La question du eCall et la problématique de sa privatisation

Dès novembre 2011 toutefois, la FNAA sensibilisait les autorités européennes aux risques anticoncurrentiels du système de l’eCall qui s’apprête ainsi à rendre les véhicules neufs systématiquement communicants et donc connectés. Il ouvre en effet la voie au bCall (« Breakdown Call » ou « Business Call ») en permettant de fait une relation télématique quasi-constante entre le véhicule et les acteurs de la filière des services de l’automobile. La FNAA dénonçait alors le risque de voir des constructeurs privilégier leurs réseaux après-vente ou des assureurs, de vouloir favoriser leurs réseaux agréés de réparation-collision. En juillet 2012, la FNAA élargissait sa position à l’assistance, en soulignant les potentielles dérives anticoncurrentielles que l’eCall/bCall permettrait aux assisteurs au détriment des professionnels indépendants de l’automobile.


Pour rappel, la FNAA déplore que contrairement à d’autres pays, la France ait choisi de déléguer la gestion des appels d’urgence des automobilistes à une plateforme privée des sociétés d’assistance. Il se dessine de fait une mainmise sur ce système eCall/bCall par les assisteurs et leurs donneurs d’ordre (constructeurs, assureurs…)

La FNAA souligne qu’un véhicule rendu communicant par le eCall peut être capté, en cas de panne ou même de diagnostic distant, par tout acteur qui pourrait se placer en amont du signal émis par le véhicule. C’est dans cet esprit que la FNAA mène des actions au niveau national comme européen pour que la concurrence reste saine et ouverte en la matière afin de permettre au Consommateur de pouvoir continuer à choisir, de façon libre et éclairée, le prestataire de son choix. 

Dans le cadre des travaux avec le Syndicat National des Sociétés d'Assistance (SNSA), la FNAA portera les demandes des professionnels pour la mise en oeuvre du eCall
La réunion avec le SNSA du 16 mai dernier, a permis de poser les bases du lancement des travaux sur ce sujet éminemment sensible qu’est la mise en place du eCall.
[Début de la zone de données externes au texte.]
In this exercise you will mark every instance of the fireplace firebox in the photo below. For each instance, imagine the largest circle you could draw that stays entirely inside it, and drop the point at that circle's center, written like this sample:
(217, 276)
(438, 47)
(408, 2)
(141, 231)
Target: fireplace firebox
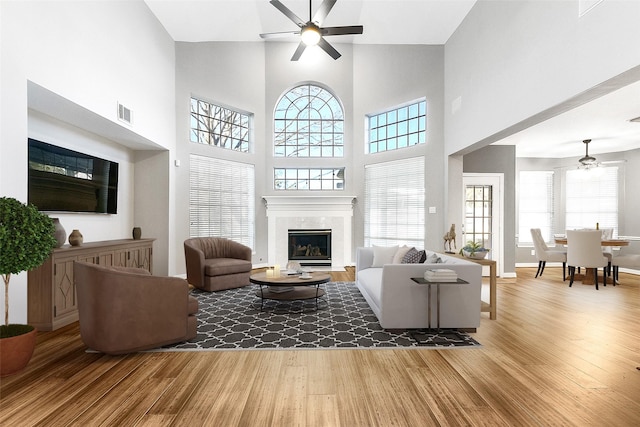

Une première réunion est prévue à cet effet le 9 juin prochain, en présence de professionnels du dépannage-remorquage. Au service de ces derniers, la FNAA demande que soit respectée la liberté de choix de l’automobiliste en matière de dépannage, d’entretien et de réparation. Elle demande également que les interventions faites dans le cadre de l’eCall soient réalisées par des professionnels sélectionnés grâce à un cahier des charges précis, dans le respect des règlementations qui encadrent la profession, dans le seul but d’une même qualité de service sur l’ensemble du territoire.


La FNAA se félicite que la profession parle d’une seule voix


Aujourd’hui et à moins d’un an d’une mise en oeuvre concrète de ce dispositif, la FNAA souhaite faire bloc. Elle se félicite d’avoir ainsi vu le CNPA, durant cette réunion avec le SNSA du 16 mai, rejoindre ses positions sur les risques que le eCall/bCall fait peser sur la libre concurrence en entretien-réparation automobile. Plus que jamais, les organisations professionnelles doivent effectivement parler d’une seule et même voix afin de défendre la profession face à des donneurs d’ordres qui savent s’unir pour conserver leurs intérêts.